(1) This rule applies to facilities licensed by the Agency pursuant to Florida Statutes § 393.067, and this rule chapter. It does not apply to those facilities licensed as foster care facilities which also utilize live-in caregivers.

Terms Used In Florida Regulations 65G-2.015

  • Real property: Land, and all immovable fixtures erected on, growing on, or affixed to the land.
    (2) Definitions.
    (a) “”Dwelling unit”” means a structure or part of a structure that is rented for use as a home, residence, or sleeping place by one person or by two or more persons who maintain a common household.
    (b) “”Facility”” means a home licensed by the Agency as described within Florida Statutes § 393.067, and this chapter.
    (c) “”Foster care facility”” means a residential facility licensed by the Agency as described within Florida Statutes Chapter 393, which provides a family living environment including supervision and care necessary to meet the physical, emotional and social needs of its residents. The capacity of such a facility shall not be more than three residents.
    (d) “”Live-in caregivers”” means those individuals who are responsible for rendering paid services and supports within a residential facility to an individual with a developmental disability and whose primary residence is the same as that of the individual to whom they are rendering the aforementioned services and supports.
    (e) “”Lot”” means a parcel or tract of land described by reference to recorded plats or by metes and bounds, or the least fractional part of subdivided lands having limited fixed boundaries or an assigned number, letter, or any other legal description by which it can be identified.
    (f) “”Parcel”” means a platted or unplatted lot, tract, unit, or other subdivision of real property within a community.
    (3) All facilities seeking initial licensure or licensure in a different licensing category after the effective date of this rule must fully comply with the requirements of Florida Statutes § 419.001, to the extent applicable.
    (4) After the effective date of this rule, only one facility may be sited on a single parcel of land. An applicant may seek an exception to this requirement in the following circumstances: If the facilities are located on a single parcel but are each located on a part of the parcel that is separated from the other parts of the parcel by a body of water or a limited access highway (not intended for an individual to cross on foot, or bicycle, by motor vehicle or other means of transport conveyance) that divides the parcel and separates the facilities. Approval by the Agency Director or his/her designee must be obtained prior to licensure under this exception.
    (5) After the effective date of this rule, facilities may be sited on no more than two adjacent parcels of land. An applicant may seek an exception to this requirement in the following circumstances: If the parcels are separated by a body of water or a limited access highway (not intended for an individual to cross on foot, or bicycle, by motor vehicle or other means of transport conveyance) that divides the parcels and separates the facilities. Approval by the Agency Director or his/her designee must be obtained prior to licensure under this exception.

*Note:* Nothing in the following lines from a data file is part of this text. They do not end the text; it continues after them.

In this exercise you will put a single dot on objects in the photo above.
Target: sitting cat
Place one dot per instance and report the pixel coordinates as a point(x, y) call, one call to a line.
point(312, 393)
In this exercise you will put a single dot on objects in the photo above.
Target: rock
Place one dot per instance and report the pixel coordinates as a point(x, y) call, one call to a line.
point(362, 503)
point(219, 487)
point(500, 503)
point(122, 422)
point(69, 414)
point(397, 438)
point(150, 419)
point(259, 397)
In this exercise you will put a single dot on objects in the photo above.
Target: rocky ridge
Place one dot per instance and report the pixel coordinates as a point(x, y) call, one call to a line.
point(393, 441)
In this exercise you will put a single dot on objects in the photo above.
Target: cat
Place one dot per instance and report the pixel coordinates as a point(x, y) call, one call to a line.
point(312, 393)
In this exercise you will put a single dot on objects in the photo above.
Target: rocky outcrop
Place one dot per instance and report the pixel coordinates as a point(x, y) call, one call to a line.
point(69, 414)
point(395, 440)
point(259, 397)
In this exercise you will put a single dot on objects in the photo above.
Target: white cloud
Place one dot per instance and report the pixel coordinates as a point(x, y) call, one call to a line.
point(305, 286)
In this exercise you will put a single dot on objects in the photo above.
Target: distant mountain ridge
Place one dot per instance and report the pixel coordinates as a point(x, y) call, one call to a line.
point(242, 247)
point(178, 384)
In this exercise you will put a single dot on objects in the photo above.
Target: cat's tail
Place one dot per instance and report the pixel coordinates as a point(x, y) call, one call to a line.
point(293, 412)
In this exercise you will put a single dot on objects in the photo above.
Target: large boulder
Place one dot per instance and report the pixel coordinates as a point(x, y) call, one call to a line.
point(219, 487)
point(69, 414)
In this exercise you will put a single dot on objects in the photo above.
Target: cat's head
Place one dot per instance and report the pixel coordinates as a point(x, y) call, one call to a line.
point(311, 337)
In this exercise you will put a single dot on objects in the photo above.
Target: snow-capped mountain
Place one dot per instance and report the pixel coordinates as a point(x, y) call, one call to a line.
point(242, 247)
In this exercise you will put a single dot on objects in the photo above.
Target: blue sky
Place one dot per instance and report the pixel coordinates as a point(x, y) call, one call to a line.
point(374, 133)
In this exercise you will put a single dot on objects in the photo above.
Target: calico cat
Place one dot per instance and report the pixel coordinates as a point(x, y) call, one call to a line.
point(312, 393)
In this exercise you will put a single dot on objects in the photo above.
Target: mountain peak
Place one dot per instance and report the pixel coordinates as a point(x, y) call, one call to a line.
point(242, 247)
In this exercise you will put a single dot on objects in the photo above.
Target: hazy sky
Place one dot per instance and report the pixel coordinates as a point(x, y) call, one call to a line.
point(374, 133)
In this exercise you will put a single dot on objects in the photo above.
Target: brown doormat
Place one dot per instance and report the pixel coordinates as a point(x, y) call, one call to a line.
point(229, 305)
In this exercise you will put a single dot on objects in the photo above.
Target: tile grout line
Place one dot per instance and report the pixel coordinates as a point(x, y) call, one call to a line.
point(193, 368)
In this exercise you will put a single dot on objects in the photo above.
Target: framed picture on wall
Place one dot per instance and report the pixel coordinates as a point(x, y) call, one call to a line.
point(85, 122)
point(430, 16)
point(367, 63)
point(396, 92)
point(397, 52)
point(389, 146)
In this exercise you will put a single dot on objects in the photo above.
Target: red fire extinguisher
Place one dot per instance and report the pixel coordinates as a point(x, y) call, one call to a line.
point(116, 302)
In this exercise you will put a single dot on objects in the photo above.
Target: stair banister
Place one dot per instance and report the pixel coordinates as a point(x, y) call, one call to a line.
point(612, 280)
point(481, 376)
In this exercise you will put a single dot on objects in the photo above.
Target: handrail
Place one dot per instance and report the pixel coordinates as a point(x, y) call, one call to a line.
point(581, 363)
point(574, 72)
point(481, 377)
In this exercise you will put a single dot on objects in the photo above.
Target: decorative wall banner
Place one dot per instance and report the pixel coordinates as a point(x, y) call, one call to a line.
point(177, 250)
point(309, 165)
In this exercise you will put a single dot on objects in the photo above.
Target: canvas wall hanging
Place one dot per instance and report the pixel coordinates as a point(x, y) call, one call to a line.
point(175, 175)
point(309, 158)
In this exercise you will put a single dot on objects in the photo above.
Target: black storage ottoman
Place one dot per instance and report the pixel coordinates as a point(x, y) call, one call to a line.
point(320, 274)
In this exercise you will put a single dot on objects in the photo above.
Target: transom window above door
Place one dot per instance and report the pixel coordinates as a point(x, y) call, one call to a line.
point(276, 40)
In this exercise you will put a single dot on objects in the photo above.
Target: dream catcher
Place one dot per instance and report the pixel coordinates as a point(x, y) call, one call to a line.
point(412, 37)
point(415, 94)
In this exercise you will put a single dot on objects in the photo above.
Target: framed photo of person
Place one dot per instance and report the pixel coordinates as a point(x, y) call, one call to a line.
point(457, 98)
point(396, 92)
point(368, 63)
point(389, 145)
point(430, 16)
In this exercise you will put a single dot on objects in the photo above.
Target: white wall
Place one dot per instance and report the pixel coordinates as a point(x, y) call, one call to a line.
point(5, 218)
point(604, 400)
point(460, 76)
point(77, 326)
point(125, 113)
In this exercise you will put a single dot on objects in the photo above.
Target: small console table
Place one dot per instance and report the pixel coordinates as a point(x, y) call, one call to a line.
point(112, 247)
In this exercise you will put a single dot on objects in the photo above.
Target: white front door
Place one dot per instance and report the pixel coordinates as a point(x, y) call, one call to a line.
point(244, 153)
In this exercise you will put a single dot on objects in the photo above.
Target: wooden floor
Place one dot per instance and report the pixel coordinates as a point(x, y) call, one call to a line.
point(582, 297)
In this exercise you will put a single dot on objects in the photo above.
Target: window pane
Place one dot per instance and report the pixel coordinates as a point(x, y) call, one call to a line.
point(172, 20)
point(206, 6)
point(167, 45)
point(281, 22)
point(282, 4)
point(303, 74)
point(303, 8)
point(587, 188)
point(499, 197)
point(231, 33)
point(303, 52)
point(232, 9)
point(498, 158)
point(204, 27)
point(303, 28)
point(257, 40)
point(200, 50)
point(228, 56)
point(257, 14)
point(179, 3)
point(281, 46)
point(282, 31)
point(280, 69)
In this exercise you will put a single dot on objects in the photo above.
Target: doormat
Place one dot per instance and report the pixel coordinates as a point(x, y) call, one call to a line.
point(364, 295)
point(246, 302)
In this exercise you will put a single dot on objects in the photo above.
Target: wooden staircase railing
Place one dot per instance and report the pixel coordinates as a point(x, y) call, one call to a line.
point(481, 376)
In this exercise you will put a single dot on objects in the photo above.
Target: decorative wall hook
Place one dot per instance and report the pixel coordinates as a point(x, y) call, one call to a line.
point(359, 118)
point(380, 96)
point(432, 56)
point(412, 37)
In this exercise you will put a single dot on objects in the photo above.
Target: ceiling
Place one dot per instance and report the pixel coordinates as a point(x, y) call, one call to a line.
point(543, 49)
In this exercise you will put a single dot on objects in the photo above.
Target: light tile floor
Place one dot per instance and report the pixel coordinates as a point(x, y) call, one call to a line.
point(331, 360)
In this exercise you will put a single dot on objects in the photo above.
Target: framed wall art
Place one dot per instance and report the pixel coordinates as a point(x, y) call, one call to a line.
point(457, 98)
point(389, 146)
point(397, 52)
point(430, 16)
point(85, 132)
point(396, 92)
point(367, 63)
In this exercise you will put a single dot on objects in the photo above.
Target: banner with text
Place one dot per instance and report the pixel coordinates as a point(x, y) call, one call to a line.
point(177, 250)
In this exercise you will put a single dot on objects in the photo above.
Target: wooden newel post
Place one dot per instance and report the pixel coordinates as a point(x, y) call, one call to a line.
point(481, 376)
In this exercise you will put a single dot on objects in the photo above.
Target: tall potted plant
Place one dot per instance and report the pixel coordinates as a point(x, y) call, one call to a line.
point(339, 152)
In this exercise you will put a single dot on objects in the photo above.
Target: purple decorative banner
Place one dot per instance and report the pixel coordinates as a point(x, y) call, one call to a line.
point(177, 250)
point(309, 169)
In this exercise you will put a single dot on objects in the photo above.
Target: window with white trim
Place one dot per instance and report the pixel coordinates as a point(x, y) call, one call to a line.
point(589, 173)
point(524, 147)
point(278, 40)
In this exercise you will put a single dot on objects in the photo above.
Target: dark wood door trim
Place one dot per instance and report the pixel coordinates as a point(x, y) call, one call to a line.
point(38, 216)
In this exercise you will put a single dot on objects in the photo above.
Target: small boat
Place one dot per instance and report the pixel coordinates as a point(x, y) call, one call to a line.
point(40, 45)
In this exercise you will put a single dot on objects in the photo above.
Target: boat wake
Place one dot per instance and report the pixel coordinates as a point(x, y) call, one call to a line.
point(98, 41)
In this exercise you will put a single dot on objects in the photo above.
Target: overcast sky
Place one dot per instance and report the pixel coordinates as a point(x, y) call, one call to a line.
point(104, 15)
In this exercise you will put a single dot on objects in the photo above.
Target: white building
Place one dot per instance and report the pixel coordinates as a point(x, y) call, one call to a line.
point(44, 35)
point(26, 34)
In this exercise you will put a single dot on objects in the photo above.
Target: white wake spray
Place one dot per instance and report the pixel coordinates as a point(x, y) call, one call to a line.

    (6) Even with the aforementioned exceptions described within subsections (4) and (5), of this rule, there shall be not more than three facilities within a radius of 1,000 feet. In addition, licensure of any facility located within 1,000 feet of another facility can only occur if a variance is first granted by the appropriate local government unit in accordance with the provisions of Florida Statutes § 419.001
    (7) For purposes of this rule, distance shall be measured along a radius from the center of the actual parcel (where the new proposed facility is to be located) in all directions. The facility seeking initial licensure or a change in an existing license shall be included in the computation of numbers of facilities within a 1,000 foot radius.
    (8) The requirements of subsections (4), (5), and (6), of this rule, do not apply to a “”community residential home”” located within a “”planned residential community”” as those terms are defined in Florida Statutes § 419.001 A facility has the burden of establishing that it is a “”community residential home”” within a “”planned residential community.”” To satisfy this burden, a facility must provide the following documents with its initial license application and each subsequent license renewal application:
    (a) A copy of all local ordinances approving the planned residential community as a planned unit development; and,
    (b) Documents which verify that:
    1. The facility is a community residential home located within a planned residential community,
    2. The planned residential community is under unified control,
    3. The planned residential community was planned and developed as a whole,
    4. The planned residential community has a gross lot area of 8 acres or more; and,
    5. The planned residential community provides choices with regard to housing arrangements, support providers, and activities.
Rulemaking Authority 393.501 FS. Law Implemented 393.067, 393.501 FS. History-New 8-1-05, Formerly 65B-6.014, Amended 7-1-14.